Poulpe fiction en apesanteur
«Temple du présent - Solo pour octopus» est à découvrir sur le site du Théâtre de Vidy ou via celui du Théâtre Saint-Gervais, du 8 au 10 février à 20h30. Privés de scène publique mais pas de diffusion, Stefan Kaegi associé à Nathalie Küttel et Judith Zagury de ShanjuLab – compagnie helvétique passionnée de dialogue inter-espèces – donnent une version vidéo d’une représentation. Or l’animal, Sète, une poulpette, se révèle aléatoire et imprévisible à chaque lever de rideau. Une pièce ludique sur les regards croisés et échangés entre non-humain et humain et la présence au temps et à l’Autre. L’opus fut créé dans le cadre de la série théâtrale dystopique d’après un effondrement, Vous êtes ici, dont il est le 5e épisode.
Hypersensible, Sète déploie huit bras, neuf cerveaux, trois cœurs et une constellation de ventouses. Pêchée en Méditerranée, où elle est menacée d’extinction par braconnage et pollution, la pieuvre, curieuse de nature, est capable d’interactions avec l’humain. Voici une médusante création en aquarium théâtral, dont vitres et projections font écho à nos écrans sous confinement. Dans sa lente danse gracile et pas de deux fragile avec l’humain, l’animal apaise. Et rappelle tout ce que nous avons naufragé et effondré. Mais aussi sut conserver. Ainsi notre curiosité enfantine prenant sa source à la beauté d’un monde flottant en sursis.
Le rapport au temps présent que permet le céphalopode est une dimension essentielle de cette création.
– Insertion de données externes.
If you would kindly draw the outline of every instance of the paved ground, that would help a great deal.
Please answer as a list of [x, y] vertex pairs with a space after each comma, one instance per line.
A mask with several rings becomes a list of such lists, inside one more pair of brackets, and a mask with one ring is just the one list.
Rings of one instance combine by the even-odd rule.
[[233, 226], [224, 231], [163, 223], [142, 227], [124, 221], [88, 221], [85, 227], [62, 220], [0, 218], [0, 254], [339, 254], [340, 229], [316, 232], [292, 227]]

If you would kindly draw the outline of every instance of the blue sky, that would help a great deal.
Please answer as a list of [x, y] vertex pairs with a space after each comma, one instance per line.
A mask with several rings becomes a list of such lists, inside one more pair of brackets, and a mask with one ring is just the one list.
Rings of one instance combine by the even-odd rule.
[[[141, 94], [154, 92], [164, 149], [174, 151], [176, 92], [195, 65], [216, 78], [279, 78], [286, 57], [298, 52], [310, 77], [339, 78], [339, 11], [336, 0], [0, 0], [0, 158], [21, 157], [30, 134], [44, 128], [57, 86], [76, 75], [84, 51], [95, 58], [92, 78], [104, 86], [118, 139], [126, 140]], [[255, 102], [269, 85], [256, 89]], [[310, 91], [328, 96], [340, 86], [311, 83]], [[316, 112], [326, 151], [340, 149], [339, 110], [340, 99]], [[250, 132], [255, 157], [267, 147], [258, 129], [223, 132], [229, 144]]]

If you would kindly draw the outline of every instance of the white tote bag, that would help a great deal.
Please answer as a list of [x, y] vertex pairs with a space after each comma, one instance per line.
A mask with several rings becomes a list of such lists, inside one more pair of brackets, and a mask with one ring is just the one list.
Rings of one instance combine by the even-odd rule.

Stefan Kaegi: Si le spectacle n’a pas été conçu pour le confinement, plusieurs aspects y ramènent. On contemple ainsi un animal confiné entre quatre parois transparentes en plexiglas. Apparemment, la pieuvre essaie d’appréhender ce qui se déroule autour d’elle. Ou ce qui est placé dans son aquarium. Soit les règles et propositions pour s’ouvrir ou non à l’Autre. Ceci dans un contexte radicalement différent que celui du zoo ou d’un musée, où l’on passe rapidement d’un monde animal à l’autre.
A l’heure où l’humanité est en crise profonde et vitale, on regarde les animaux, se tournant vers eux, en s’interrogeant. Voient-ils mieux et davantage que nous qui avons perdu l’instinct? Pourrions-nous devenir utiles si ce n’est en disparaissant? Il y a aussi la question de la présence du comédien comme une capacité à habiter, investir et transformer l’espace scénique devenu ici empathique. A mon sens, les animaux sont intensément dotés de cette qualité de présence propre au théâtre, à l’art vivant.
Cela ramène à votre parcours artistique.
Lorsque j’ai commencé à faire du théâtre, des principes simples et un brin «bêtes» me furent rappelés. Ainsi, ne pas mettre animaux ou enfants sur scène, tant ils acquièrent par nature voire essence, une présence infiniment supérieure à celle de comédiens. J’ai donc enlevé les comédiens au lieu d’ôter les animaux. Dans ma pratique scénique, je convoque ponctuellement des animaux au plateau depuis une vingtaine d’années pour tenter de saisir notre relation au non-humain dans le respect de son altérité.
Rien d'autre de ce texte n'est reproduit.